The reason for this is that KBRT is to integrate the past treatment experience into the treatment of new patients. It uses a large number of previous similar plans to train fitting models. The verified model will be used to evaluate the anatomical structure and prescription dosage of new patients, especially the distance and interlacing between PTV and OARs. According to this, the model predicts the target parameters of DVH that the case may reach. The plan used to build the model affects the use effect of the model. In addition, in the process of using the model, due to the individual differences of cases and different clinical requirements, and in order to achieve the effect of excellence, physicists sometimes have to make manual fine adjustments. In the process of establishing the experimental model, M1 is established based on P0, then P1 is generated, and then M2 is established through P1 to generate P2. From M1, P0 to M2, P2, the artificial influence factor of the automatic planning model is gradually weakened, but also a positive factor in the process of planning optimization is weakened, or the influence of this positive factor is an increasing trend for the forward model.

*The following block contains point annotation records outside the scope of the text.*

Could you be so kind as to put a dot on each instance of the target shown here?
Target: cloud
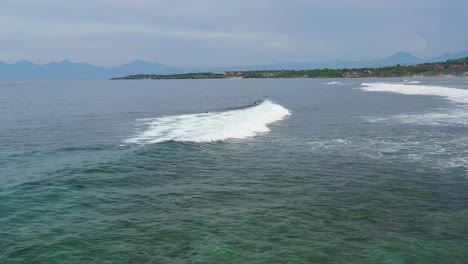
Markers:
(212, 32)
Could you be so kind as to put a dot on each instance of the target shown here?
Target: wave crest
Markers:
(210, 127)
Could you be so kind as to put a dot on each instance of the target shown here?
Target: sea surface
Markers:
(234, 171)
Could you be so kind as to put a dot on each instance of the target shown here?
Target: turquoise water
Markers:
(196, 172)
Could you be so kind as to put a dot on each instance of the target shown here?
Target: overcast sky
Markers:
(227, 33)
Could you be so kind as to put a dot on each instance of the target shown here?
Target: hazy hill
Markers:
(25, 70)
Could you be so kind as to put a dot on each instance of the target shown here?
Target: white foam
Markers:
(411, 82)
(455, 116)
(453, 94)
(210, 127)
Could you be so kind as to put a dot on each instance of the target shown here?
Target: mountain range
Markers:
(26, 70)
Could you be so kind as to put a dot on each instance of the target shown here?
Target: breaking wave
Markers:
(209, 127)
(456, 116)
(453, 94)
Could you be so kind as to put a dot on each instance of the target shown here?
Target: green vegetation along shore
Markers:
(456, 67)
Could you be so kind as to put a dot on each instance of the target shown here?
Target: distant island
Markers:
(453, 67)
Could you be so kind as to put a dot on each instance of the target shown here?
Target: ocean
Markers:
(234, 171)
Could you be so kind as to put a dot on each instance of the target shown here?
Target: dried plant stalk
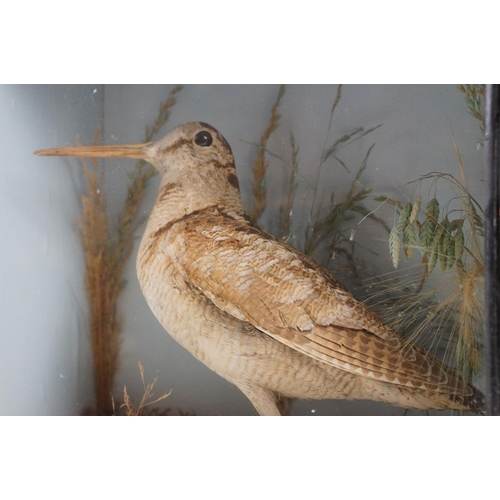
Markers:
(259, 189)
(107, 255)
(286, 208)
(452, 239)
(147, 397)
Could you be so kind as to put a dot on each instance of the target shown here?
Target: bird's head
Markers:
(194, 148)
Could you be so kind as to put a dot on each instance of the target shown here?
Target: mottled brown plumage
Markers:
(254, 310)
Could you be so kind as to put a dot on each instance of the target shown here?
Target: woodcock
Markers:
(254, 310)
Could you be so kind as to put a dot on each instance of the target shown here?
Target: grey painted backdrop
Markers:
(45, 362)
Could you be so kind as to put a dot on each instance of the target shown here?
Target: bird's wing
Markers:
(256, 278)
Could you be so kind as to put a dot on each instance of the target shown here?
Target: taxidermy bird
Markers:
(256, 311)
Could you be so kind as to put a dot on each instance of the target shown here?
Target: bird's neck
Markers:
(179, 196)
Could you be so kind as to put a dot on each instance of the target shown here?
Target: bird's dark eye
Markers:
(203, 139)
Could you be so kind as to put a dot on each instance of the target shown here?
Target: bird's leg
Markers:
(263, 400)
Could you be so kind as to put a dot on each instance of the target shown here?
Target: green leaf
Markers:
(444, 243)
(425, 236)
(404, 217)
(415, 211)
(394, 246)
(450, 254)
(434, 251)
(459, 243)
(432, 210)
(409, 240)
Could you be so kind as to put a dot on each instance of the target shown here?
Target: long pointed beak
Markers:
(139, 151)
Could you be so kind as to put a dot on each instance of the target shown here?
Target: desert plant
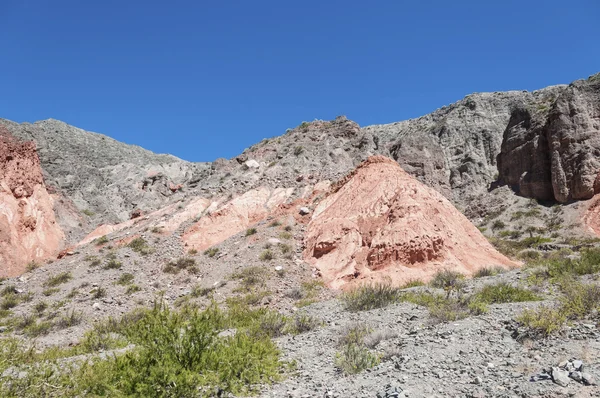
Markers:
(58, 279)
(448, 280)
(211, 252)
(183, 263)
(140, 245)
(132, 289)
(370, 296)
(266, 255)
(101, 240)
(125, 279)
(354, 359)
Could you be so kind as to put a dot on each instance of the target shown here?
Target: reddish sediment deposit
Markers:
(28, 228)
(379, 223)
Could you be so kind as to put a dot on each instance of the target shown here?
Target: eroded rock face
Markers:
(551, 149)
(28, 228)
(381, 223)
(235, 216)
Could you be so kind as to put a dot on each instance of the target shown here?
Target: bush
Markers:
(58, 279)
(31, 266)
(542, 321)
(211, 252)
(354, 359)
(101, 240)
(266, 255)
(354, 334)
(183, 263)
(488, 271)
(125, 279)
(504, 293)
(173, 354)
(448, 280)
(370, 296)
(132, 289)
(250, 277)
(140, 245)
(302, 323)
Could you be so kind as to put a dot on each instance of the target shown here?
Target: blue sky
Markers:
(206, 79)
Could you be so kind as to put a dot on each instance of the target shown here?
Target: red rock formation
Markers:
(234, 217)
(28, 229)
(380, 223)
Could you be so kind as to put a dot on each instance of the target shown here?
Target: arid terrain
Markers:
(452, 255)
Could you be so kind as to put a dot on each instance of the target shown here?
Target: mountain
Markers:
(338, 248)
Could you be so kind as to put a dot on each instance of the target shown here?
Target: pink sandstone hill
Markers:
(28, 228)
(380, 223)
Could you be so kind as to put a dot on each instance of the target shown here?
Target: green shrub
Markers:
(58, 279)
(125, 279)
(70, 319)
(31, 266)
(50, 291)
(140, 245)
(98, 292)
(354, 334)
(113, 263)
(488, 271)
(211, 252)
(504, 293)
(370, 296)
(266, 255)
(285, 235)
(183, 263)
(132, 289)
(542, 321)
(448, 280)
(412, 283)
(354, 359)
(251, 277)
(101, 240)
(302, 323)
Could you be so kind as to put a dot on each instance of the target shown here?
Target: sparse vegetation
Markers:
(125, 279)
(175, 354)
(211, 252)
(139, 245)
(58, 279)
(183, 263)
(132, 289)
(488, 271)
(266, 255)
(448, 280)
(31, 266)
(101, 240)
(354, 359)
(370, 296)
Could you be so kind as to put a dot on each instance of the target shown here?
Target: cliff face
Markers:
(28, 228)
(551, 149)
(383, 224)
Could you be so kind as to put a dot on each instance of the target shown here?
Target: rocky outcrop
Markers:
(551, 148)
(380, 223)
(234, 217)
(28, 228)
(104, 178)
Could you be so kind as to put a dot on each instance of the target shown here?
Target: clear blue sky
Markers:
(205, 79)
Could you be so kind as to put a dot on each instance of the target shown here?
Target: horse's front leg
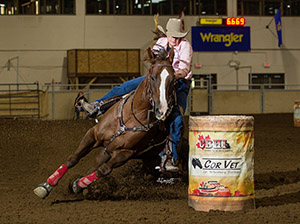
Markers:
(115, 159)
(85, 146)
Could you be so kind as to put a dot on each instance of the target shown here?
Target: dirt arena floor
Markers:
(31, 150)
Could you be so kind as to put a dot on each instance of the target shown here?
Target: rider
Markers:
(182, 63)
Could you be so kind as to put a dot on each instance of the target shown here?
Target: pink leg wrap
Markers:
(87, 180)
(57, 175)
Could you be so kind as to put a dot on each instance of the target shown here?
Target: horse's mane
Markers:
(159, 54)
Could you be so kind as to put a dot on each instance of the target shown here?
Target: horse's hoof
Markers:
(76, 189)
(42, 190)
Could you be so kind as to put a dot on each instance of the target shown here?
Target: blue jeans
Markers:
(176, 124)
(123, 89)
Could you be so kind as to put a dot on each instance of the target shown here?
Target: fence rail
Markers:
(20, 100)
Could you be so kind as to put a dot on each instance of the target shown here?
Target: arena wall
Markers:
(41, 42)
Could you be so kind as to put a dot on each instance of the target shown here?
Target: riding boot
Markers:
(167, 164)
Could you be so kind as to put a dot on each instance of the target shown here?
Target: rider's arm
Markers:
(183, 70)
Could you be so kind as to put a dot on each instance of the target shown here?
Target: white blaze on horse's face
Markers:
(163, 94)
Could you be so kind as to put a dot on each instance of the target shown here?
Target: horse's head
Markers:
(161, 83)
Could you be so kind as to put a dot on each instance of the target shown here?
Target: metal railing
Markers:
(20, 100)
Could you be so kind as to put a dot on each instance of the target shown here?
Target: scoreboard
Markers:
(229, 21)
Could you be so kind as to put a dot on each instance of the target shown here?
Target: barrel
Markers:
(221, 163)
(297, 113)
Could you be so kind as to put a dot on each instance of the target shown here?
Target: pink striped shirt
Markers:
(182, 57)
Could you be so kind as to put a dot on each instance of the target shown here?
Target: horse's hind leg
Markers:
(83, 149)
(118, 158)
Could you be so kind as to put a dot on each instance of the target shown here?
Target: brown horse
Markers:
(124, 131)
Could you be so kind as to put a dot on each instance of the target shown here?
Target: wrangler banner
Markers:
(221, 39)
(221, 163)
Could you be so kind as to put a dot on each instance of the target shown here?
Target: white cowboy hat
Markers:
(173, 28)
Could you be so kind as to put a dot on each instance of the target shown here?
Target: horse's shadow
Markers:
(67, 201)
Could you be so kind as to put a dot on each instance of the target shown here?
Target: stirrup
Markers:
(76, 189)
(43, 190)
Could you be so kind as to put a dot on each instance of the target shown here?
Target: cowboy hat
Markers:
(173, 28)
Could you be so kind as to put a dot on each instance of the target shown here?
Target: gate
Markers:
(20, 100)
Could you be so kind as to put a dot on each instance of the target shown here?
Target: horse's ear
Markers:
(150, 55)
(171, 55)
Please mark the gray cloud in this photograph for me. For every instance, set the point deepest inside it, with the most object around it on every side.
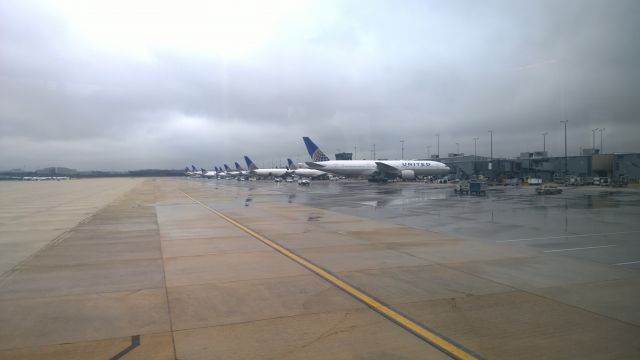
(346, 74)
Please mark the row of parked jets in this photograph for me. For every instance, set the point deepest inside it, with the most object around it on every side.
(321, 165)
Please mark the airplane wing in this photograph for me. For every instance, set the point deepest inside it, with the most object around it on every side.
(387, 169)
(314, 165)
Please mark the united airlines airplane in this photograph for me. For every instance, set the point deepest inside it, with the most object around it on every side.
(293, 169)
(374, 170)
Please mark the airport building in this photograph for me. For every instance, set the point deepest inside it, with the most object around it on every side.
(540, 165)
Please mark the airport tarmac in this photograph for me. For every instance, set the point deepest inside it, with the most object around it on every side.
(206, 269)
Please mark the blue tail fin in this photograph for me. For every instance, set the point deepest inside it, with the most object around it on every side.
(292, 166)
(250, 164)
(315, 152)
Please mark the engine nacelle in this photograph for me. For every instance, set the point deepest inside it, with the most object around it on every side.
(408, 175)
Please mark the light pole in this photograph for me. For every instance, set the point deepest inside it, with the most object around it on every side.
(565, 145)
(475, 153)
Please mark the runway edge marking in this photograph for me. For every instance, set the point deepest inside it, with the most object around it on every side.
(438, 341)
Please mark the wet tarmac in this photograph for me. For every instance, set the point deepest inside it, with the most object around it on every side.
(205, 269)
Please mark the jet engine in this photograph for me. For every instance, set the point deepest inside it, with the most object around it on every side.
(408, 175)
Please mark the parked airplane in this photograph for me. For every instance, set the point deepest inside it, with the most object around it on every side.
(193, 173)
(374, 170)
(210, 174)
(254, 170)
(293, 169)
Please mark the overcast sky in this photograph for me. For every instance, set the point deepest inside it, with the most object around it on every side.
(150, 84)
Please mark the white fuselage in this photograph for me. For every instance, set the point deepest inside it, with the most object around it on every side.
(308, 172)
(369, 167)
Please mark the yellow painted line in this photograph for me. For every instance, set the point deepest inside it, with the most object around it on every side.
(406, 323)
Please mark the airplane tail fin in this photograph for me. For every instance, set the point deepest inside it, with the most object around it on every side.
(250, 164)
(292, 166)
(315, 152)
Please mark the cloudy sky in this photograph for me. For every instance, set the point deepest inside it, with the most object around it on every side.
(151, 84)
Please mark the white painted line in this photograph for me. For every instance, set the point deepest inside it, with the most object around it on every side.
(590, 247)
(567, 236)
(627, 263)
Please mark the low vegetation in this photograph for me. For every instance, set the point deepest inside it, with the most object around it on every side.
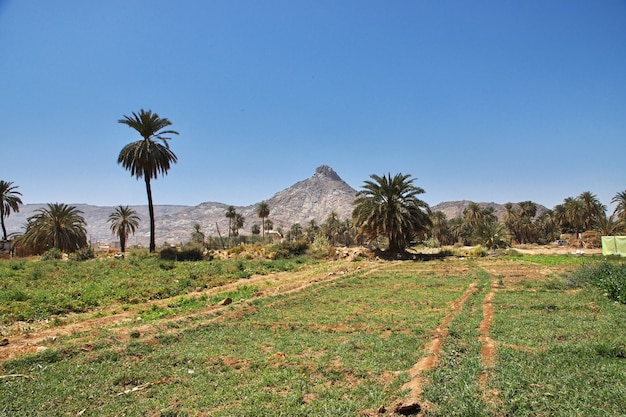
(507, 335)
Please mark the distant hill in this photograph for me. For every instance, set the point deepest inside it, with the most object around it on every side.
(454, 209)
(313, 198)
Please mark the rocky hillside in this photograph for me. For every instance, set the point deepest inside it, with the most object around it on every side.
(311, 199)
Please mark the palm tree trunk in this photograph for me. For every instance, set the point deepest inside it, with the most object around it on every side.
(151, 213)
(4, 230)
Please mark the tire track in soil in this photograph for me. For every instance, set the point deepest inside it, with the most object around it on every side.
(28, 343)
(430, 358)
(488, 350)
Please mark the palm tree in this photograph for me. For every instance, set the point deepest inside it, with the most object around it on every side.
(238, 222)
(473, 214)
(574, 215)
(439, 228)
(620, 208)
(9, 201)
(147, 158)
(263, 210)
(124, 221)
(492, 234)
(56, 226)
(609, 226)
(592, 208)
(389, 207)
(197, 236)
(230, 215)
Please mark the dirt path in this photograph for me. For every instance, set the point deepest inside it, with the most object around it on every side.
(430, 358)
(24, 342)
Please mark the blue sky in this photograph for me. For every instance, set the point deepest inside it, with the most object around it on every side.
(483, 100)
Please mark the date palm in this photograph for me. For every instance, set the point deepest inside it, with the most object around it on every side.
(55, 226)
(123, 221)
(147, 157)
(593, 210)
(389, 207)
(230, 215)
(620, 208)
(9, 202)
(263, 210)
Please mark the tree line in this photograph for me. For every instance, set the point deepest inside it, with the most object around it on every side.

Varian KBRT divided the OARs into 4 parts: (1) shooting into the field and scattering; (2) The exposure dose between leaves is lower; (3) In the shooting field, the irradiated dose has obvious influence; (4) The PTV overlap, and the irradiated dose is equivalent to the PTV dose. This part has the most important influence on the PTV dose distribution. The process of establishing Rapid Plan model is to import the image, outline, dose, DVH, etc. of case intensity adjustment plan into Eclipse-Rapid Plan planning system for regression analysis of DVH curves of various OARs to create DVH prediction model. When a new plan is made by using the established model, after matching, the DVH prediction model will automatically generate the irradiation dose volume range of tissues and organs and give the optimal DVH curve satisfying the current plan, which will become the target center of the dose limit value for the next optimization. This calculation method is a two-dimensional algorithm, while the plan involves three-dimensional images, so the two-dimensional algorithm has its limitations in calculating the three-dimensional volume and dose distribution. It may be more appropriate to use a three-dimensional calculation method. The improvement of algorithm should play a more critical and core role in the improvement of Rapid Plan model.
The source plan on which M2 is built is in a non-advantageous state compared with the source plan used by M1, which we want to avoid but exist. However, even under such circumstances, the plan generated by M2 can be improved in some aspects. At the same time, the stability of M2 is better than M1.